昨日は朝一の飛行機で、某県の刑務所へ受刑者の面接に出かけた。
仮釈放がもらえれば私の担当になるので、今後のことなど事前に会って話しをし、信頼関係を築くことが目的だ。
これを施設面接と言いい、これまであちこちの刑務所に出かけた。
せっかく遠くまで行くのだから、できれば一泊し、その土地を見て歩きたいが、雑事に追われてその余裕がなく、いつも日帰りの強行軍である。
それで今回も朝一の出発で、帰宅は深夜になった。
帰途、「罪を憎んで、人を憎まず」ということを考える。
罪を犯すのは「その人間」であるから、その人を離れて「罪」は存在しない。
論理的に考えれば、「罪」を憎むということは「その人」を憎むことになる。
しかるになぜ、「罪を憎んで、人を憎まず」と諭(さと)すのか。
それは、やってはいけないことと頭ではわかっていながら、己(おのれ)の意志のおよばぬ縁によって罪を犯してしまう人間の業(ごう)を言うのだろう。

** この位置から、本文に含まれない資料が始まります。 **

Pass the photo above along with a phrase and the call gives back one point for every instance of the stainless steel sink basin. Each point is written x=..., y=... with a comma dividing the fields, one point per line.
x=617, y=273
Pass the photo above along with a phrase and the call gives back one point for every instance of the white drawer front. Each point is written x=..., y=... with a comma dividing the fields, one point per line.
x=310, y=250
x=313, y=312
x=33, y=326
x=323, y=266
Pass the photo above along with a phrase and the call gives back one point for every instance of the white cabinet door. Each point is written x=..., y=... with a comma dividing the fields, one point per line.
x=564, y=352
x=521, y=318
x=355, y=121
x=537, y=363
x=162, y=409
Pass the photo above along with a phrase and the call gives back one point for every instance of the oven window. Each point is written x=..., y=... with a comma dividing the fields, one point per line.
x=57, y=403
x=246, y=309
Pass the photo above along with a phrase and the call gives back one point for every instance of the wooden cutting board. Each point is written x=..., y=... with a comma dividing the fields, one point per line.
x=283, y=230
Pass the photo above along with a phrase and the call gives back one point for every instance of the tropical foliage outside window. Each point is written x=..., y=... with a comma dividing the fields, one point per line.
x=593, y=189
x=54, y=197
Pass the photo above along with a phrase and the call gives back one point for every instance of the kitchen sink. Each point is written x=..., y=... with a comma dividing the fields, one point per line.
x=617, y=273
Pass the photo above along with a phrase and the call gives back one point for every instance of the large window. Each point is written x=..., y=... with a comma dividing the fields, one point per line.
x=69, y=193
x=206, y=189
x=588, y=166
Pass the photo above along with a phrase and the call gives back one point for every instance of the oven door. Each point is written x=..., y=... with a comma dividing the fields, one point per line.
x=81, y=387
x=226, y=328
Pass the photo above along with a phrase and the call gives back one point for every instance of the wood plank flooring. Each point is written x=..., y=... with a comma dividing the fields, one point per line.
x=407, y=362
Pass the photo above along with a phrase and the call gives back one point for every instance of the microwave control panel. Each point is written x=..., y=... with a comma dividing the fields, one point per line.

したがって憎むべきは、人間が等しく宿すこの業であり、「その人間」ではないというわけである。
仏法的にはそうだが、施設面接で、
「あんたが悪いんじゃない」
と受刑者に言えば、立ち会う刑務官は目を剥くだろう。
なぜ罪を犯すのか、更生するとはどういうことなのか、受刑者は獄中で何を考えているのか・・・。
刑務所に出かけると、いろいろ考えさせられるのだ。